Re: [PATCH 3/5] mm: vmscan: remove old flusher wakeup from direct reclaim path

From: Mel Gorman
Date: Thu Jan 26 2017 - 15:45:59 EST

On Thu, Jan 26, 2017 at 01:50:27PM -0500, Johannes Weiner wrote:
> On Thu, Jan 26, 2017 at 10:05:09AM +0000, Mel Gorman wrote:
> > On Mon, Jan 23, 2017 at 01:16:39PM -0500, Johannes Weiner wrote:
> > > Direct reclaim has been replaced by kswapd reclaim in pretty much all
> > > common memory pressure situations, so this code most likely doesn't
> > > accomplish the described effect anymore. The previous patch wakes up
> > > flushers for all reclaimers when we encounter dirty pages at the tail
> > > end of the LRU. Remove the crufty old direct reclaim invocation.
> > >
> > > Signed-off-by: Johannes Weiner <hannes@xxxxxxxxxxx>
> >
> > In general I like this. I worried first that if kswapd is blocked
> > writing pages that it won't reach the wakeup_flusher_threads but the
> > previous patch handles it.
> >
> > Now though, it occurs to me with the last patch that we always writeout
> > the world when flushing threads. This may not be a great idea. Consider
> > for example if there is a heavy writer of short-lived tmp files. In such a
> > case, it is possible for the files to be truncated before they even hit the
> > disk. However, if there are multiple "writeout the world" calls, these may
> > now be hitting the disk. Furthermore, multiplle kswapd and direct reclaimers
> > could all be requested to writeout the world and each request unplugs.
> >
> > Is it possible to maintain the property of writing back pages relative
> > to the numbers of pages scanned or have you determined already that it's
> > not necessary?
> That's what I started out with - waking the flushers for nr_taken. I
> was using a silly test case that wrote < dirty background limit and
> then allocated a burst of anon memory. When the dirty data is linear,
> the bigger IO requests are beneficial. They don't exhaust struct
> request (like kswapd 4k IO routinely does, and SWAP_CLUSTER_MAX is
> only 32), and they require less frequent plugging.

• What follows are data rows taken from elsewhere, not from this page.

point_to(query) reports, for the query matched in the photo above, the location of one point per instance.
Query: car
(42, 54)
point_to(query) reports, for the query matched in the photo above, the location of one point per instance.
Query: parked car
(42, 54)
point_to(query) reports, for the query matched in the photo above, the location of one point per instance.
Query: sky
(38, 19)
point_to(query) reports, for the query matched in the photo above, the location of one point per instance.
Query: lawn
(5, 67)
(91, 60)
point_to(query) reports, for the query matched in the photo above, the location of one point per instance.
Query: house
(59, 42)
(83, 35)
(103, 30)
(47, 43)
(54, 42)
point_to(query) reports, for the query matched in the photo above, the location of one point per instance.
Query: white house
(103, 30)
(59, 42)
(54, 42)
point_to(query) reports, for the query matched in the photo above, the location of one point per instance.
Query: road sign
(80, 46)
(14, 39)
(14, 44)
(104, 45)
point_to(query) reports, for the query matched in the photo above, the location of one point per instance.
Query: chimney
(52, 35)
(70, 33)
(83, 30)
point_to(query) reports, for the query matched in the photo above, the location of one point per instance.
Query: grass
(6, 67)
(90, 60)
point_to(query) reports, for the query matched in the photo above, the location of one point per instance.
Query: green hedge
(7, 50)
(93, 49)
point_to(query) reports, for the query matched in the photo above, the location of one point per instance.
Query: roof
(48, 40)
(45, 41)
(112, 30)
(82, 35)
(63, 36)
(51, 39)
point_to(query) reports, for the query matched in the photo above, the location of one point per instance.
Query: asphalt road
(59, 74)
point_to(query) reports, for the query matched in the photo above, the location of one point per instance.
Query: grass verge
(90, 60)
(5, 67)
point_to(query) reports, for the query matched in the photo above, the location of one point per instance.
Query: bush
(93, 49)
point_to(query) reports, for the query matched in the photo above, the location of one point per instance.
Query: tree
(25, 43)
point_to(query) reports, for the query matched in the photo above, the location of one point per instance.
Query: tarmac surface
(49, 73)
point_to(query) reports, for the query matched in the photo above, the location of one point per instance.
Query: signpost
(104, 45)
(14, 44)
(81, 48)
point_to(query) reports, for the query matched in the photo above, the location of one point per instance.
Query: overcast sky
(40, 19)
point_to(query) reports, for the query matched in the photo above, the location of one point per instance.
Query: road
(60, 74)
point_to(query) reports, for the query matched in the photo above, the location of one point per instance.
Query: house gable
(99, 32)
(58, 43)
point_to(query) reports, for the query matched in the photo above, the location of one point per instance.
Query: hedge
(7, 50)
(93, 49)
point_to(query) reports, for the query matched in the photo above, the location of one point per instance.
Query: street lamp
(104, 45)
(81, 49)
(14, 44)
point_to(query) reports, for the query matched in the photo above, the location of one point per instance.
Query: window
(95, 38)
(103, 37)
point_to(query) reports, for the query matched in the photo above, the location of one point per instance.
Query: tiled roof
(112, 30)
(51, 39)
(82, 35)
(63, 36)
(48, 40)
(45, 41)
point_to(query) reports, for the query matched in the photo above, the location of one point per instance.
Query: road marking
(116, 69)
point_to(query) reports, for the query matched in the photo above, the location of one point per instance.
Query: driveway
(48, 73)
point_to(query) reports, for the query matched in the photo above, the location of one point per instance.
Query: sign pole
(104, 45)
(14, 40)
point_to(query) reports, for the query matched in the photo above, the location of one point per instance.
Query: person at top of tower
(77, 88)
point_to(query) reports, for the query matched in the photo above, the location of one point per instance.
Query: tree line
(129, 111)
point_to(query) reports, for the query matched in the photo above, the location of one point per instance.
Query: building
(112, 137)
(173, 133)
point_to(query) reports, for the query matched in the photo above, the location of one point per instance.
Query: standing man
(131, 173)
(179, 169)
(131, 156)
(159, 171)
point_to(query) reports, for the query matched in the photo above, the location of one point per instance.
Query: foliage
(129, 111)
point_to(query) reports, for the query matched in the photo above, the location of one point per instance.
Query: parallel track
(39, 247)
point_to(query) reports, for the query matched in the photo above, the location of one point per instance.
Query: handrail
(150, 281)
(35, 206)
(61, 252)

> Force-flushing temporary files under memory pressure is a concern -
> although the most recently dirtied files would get queued last, giving
> them still some time to get truncated - but I'm wary about splitting
> the flush requests too aggressively when we DO sustain throngs of
> dirty pages hitting the reclaim scanners.

That's fair enough. It's rare to see a case where a tmp file being
written instead of truncated in RAM causes problems. The only one that
really springs to mind is dbench3 whose "performance" often relied on
whether the files were truncated before writeback.

> I didn't test this with the real workload that gave us problems yet,
> though, because deploying enough machines to get a good sample size
> takes 1-2 days and to run through the full load spectrum another 4-5.
> So it's harder to fine-tune these patches.
> But this is a legit concern. I'll try to find out what happens when we
> reduce the wakeups to nr_taken.
> Given the problem these patches address, though, would you be okay
> with keeping this patch in -mm? We're too far into 4.10 to merge it
> upstream now, and I should have data on more precise wakeups before
> the next merge window.

Yeah, that's fine. My concern is mostly theoritical but it's something
to watch out for in future regression reports. It should be relatively
easy to spot -- workload generates lots of short-lived tmp files for
whatever reason and reports that write IO is higher causing the system
to stall other IO requests.


Mel Gorman